Firstly I want to credit some colleagues, because their valuable comments have helped me to formalise the documentation within this article. So I want to thank my colleagues/friends on The Real World of the Paranormal Facebook group – a select group who have been drawn together by the desire to weed out the paranormal drivel that so many readily believe – where there is little scientific justification to do so. The group’s mission says “dedicated to being a informed, scientific & objective view of the perceived paranormal world.” I particularly want to thank two people: Barrie H, the group was his inspiration and has been my lifesaver amongst the dross of paranormal postings; and Leon B, who is an investigator and tech specialist, whose no-nonsense approach to the paranormal has been both an education and a revelation!

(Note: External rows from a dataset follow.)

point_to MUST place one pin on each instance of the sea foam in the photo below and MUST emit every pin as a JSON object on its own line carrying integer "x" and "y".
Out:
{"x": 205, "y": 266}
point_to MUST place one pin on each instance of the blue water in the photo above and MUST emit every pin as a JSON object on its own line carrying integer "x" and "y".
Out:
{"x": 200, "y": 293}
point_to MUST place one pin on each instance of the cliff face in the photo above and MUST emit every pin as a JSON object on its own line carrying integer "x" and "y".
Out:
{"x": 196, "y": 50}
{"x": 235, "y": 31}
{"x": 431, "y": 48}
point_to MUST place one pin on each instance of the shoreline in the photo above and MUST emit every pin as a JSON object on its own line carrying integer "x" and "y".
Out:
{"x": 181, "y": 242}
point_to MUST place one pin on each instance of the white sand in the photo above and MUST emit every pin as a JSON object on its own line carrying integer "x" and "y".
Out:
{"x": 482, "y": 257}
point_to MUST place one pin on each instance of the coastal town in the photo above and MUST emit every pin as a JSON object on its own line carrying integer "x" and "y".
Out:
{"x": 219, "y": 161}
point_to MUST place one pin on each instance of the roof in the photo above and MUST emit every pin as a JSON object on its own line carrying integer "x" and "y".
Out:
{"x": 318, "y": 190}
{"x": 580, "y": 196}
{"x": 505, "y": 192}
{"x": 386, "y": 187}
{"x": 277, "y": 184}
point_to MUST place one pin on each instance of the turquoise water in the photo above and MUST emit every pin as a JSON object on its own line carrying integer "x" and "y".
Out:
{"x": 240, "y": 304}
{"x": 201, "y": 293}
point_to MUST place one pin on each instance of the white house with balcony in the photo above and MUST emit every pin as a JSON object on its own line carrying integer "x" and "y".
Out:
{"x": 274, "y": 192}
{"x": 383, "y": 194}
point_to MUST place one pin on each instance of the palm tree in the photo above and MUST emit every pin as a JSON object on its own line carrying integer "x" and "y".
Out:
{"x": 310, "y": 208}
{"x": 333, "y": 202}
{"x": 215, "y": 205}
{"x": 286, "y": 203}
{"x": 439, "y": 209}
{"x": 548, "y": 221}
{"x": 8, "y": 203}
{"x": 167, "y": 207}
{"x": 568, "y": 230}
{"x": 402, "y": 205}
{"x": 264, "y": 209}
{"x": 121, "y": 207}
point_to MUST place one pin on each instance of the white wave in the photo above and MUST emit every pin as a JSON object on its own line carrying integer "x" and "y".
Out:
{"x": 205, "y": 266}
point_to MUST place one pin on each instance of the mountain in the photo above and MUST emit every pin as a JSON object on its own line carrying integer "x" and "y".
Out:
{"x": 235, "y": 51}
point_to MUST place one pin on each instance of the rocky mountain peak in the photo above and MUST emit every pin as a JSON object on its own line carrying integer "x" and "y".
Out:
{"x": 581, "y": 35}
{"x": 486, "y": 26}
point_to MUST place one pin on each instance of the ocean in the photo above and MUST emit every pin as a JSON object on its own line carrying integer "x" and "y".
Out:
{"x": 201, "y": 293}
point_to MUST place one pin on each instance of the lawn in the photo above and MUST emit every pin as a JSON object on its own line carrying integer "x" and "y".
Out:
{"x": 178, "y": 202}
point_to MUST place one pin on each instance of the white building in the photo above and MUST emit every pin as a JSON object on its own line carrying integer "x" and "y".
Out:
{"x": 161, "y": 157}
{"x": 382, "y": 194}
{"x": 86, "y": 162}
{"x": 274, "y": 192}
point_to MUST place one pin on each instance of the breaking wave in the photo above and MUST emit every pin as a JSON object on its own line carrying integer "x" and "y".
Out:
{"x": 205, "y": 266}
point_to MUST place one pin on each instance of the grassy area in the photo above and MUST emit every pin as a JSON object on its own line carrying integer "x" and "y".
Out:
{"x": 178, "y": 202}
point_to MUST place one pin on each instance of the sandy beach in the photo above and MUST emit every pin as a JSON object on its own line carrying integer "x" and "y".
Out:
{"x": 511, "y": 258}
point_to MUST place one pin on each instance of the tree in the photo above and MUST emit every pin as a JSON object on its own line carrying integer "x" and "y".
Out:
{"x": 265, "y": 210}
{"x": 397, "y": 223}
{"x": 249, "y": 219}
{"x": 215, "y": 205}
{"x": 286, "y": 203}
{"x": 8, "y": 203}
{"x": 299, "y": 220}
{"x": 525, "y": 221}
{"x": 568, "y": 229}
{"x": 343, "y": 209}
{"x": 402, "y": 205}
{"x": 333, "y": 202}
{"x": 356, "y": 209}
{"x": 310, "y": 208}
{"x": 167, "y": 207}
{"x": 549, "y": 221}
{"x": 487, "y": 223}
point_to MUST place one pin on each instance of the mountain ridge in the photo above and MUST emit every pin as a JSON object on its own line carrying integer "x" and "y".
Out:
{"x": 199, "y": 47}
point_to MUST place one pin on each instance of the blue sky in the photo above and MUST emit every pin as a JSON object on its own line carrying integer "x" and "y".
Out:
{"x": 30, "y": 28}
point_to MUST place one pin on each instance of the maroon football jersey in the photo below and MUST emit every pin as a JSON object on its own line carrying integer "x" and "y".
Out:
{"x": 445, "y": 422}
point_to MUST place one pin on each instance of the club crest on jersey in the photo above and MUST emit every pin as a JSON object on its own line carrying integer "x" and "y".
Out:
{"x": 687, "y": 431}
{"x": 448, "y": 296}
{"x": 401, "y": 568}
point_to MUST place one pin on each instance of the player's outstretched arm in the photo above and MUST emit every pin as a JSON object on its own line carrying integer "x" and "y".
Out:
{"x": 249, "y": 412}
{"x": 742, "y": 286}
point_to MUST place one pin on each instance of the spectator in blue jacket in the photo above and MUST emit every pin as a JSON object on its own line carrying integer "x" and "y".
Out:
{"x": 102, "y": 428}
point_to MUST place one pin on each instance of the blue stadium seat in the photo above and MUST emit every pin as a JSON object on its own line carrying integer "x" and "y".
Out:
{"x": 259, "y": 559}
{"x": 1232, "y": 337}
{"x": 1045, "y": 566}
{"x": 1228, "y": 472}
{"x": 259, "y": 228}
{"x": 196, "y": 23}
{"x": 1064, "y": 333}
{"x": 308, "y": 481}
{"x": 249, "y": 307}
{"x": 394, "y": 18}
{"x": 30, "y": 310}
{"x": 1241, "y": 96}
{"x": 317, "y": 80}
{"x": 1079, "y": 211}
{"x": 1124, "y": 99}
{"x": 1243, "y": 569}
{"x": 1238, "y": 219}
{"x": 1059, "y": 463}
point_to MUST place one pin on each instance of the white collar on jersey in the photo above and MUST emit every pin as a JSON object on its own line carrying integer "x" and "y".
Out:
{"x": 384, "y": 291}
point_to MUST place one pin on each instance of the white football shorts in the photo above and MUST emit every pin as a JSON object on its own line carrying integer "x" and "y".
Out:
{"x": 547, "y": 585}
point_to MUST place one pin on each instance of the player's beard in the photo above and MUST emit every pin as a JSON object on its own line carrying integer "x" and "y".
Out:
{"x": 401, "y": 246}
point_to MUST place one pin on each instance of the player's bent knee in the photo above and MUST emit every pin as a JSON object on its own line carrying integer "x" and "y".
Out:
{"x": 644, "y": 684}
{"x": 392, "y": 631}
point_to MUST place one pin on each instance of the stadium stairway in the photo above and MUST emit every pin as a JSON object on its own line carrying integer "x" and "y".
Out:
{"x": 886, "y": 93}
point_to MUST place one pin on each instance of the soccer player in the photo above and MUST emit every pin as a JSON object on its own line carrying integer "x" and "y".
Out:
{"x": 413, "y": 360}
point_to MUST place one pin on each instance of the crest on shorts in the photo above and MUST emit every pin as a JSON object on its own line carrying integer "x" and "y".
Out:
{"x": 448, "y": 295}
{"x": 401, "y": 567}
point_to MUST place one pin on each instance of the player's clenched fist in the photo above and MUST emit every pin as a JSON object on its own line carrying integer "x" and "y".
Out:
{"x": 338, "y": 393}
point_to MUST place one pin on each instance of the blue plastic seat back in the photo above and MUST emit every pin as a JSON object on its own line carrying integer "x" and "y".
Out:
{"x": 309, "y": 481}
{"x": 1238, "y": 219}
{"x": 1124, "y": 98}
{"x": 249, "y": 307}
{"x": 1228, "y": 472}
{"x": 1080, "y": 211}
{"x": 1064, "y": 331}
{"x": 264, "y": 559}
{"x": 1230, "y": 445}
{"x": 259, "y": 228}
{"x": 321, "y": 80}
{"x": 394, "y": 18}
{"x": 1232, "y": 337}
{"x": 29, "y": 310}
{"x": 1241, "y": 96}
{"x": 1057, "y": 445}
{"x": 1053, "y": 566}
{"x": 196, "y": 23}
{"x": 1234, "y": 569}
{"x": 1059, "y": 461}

So let’s start with the basics. A camera, whether an old film one or a digital one which uses light sensitive diodes, simply responds to the visible light spectrum. It doesn’t pick up UV or infrared or any other strange frequencies (unless it is designed to do so). So if there was a ‘white lady’ there, people would have seen her. The camera can see nothing that the human eye cannot, in fact, the reverse is likely. So any ‘strange’ images are produced by light reflections on the lens or by some kind of aberration in the camera’s electronics. End of story. Boring but logical explanation!

The following link shows 15 Famous Paranormal Photos explained by science courtesy of http://www.cracked.com/photoplasty_680_15-famous-paranormal-photos-explained-by-science_p2/ which includes the Brown Lady of Raynham Hall, The Enfield Poltergeist “jumping girl” and the “spaceman” behind the little girl.  The above

orbs or fairies link at cracked.com touches on a topic which is related to the increase in paranormal phenomena being “captured” on picture or video but which I will deal with as a separate post sometime soon – namely ghost apps and Photoshopped images.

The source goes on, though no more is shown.